That’s why Cincinnati-based Kroger Co. isn’t about to let opponents of a proposed gas station at West 86th Street and Township Line Road stand in the way of its store-by-store growth campaign.

The company is appealing directly to customers, who stand to gain convenient access to Kroger’s discounted fuel, as it girds for battle with the Indianapolis City-County Council.

“In other words, approval of this fuel center also is about protecting the investment Kroger has made in the existing store and the 106 associates who work there,” said a June 18 letter signed by Bob Moeder, president of Kroger’s Indianapolis-based central division and architect of its national gas station strategy.

The letter, available in the store, goes on to blame a single neighborhood representative for spreading “false and deliberately misleading” information about Kroger’s plan. The letter doesn’t name that person, but it’s most likely a reference to Susan Blair, president of the Pike Township Residents Association, an umbrella group that birddogs planning and zoning petitions.

gasstations_facts.gif“It’s disheartening that Kroger is resorting to such tactics,” Blair said. “All we’re doing is looking out for the community, including the other businesses located in Willow Lake Plaza.”

Kroger has opened 40 gas stations in Indiana, Illinois and Ohio since 2003, and it plans to open 10 more this year alone. Half of Kroger’s 44 stores in the Indianapolis area now have a gas station.

“Our long-term goal is to add fuel at every store we possibly can,” spokesman John Elliott said.

The gas station planned for 86th Street would be Kroger’s sixth in the Indianapolis area since 2010. The Metropolitan Development Commission voted 5-4 to approve the plan June 6, but it could be stalled by the City-County Council on June 25. Councilor Jose Evans, a Democrat, said he will force the plan to a full hearing, unless Kroger agrees to put the gas station in a different spot, away from Bravo restaurant’s outdoor seating.

Kroger is one of the few traditional grocery chains posting increases in same-store sales, and it’s the only one not losing ground to the likes of Sam’s Club and Target, said Karen Short, managing director at BMO Capital Markets.

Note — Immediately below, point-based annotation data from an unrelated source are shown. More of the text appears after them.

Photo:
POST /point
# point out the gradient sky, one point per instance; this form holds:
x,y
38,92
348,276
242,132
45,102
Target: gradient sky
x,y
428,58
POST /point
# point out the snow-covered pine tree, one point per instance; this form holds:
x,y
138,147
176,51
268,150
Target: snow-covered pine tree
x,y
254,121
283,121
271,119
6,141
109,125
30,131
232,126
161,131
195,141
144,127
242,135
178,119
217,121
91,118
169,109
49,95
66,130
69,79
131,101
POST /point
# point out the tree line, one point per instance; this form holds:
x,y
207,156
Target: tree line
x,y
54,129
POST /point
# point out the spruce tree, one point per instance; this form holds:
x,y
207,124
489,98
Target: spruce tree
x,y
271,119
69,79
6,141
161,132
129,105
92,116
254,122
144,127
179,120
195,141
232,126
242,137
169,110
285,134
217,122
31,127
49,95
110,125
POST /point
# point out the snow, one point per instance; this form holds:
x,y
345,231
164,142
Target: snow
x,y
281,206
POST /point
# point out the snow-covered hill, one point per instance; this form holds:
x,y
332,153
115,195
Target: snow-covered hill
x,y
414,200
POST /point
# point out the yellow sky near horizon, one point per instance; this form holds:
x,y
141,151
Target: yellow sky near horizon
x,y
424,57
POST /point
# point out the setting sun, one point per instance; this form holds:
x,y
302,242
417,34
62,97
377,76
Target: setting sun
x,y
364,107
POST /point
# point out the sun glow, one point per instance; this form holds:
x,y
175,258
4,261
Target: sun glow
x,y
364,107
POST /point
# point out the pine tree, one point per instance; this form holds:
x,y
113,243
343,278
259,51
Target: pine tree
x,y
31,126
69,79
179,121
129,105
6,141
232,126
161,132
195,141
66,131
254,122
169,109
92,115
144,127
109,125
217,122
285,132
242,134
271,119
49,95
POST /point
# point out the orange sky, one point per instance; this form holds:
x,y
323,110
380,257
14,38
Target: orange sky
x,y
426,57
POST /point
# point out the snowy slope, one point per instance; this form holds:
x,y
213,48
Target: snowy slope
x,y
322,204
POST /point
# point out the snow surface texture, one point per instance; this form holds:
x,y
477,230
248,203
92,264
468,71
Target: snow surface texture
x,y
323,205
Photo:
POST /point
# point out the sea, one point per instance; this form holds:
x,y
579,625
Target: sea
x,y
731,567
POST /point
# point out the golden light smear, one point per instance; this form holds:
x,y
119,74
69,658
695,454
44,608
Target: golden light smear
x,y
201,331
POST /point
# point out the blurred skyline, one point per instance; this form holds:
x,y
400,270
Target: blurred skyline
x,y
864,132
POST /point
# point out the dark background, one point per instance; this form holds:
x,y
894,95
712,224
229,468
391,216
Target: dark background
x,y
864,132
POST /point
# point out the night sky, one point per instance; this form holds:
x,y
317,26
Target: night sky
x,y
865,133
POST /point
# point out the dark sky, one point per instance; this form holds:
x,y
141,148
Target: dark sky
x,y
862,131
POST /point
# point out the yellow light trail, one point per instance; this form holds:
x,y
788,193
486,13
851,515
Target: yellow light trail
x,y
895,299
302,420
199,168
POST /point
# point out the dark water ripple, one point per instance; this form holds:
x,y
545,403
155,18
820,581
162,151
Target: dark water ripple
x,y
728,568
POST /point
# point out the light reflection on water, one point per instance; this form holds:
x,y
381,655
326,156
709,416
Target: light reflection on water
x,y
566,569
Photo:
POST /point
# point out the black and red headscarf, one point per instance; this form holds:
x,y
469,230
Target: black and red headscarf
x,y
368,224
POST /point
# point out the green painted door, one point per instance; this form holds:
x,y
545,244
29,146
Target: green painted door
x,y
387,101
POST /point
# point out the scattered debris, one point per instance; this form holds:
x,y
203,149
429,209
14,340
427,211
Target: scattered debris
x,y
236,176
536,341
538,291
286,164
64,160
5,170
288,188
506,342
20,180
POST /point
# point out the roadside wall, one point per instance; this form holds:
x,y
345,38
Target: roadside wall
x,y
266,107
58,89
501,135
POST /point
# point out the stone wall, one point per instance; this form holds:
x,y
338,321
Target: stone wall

Short, who follows grocery stocks, said gas discounts for loyal shoppers contribute to Kroger's taking market share from other conventional grocers. “I think Kroger will be one of the last ones standing.”

In May, Kroger doubled its fuel discounts, so loyalty-card users now can accumulate as much as $2 a gallon off store-branded gas.

That seems to have prompted a response from Fishers-based Marsh Supermarkets, which is offering as much as $2 a gallon off gas from Speedway stations with $200 spent in a single transaction at Marsh stores.

Marsh spokeswoman Connie Gardner did not respond to a request for comment.

Last year, Marsh rolled out a plan to catch up with Kroger, which has a 27.5-percent share of the local market compared with Marsh’s 16.5 percent, by remodeling and building new stores. Marsh also deployed a new pricing strategy.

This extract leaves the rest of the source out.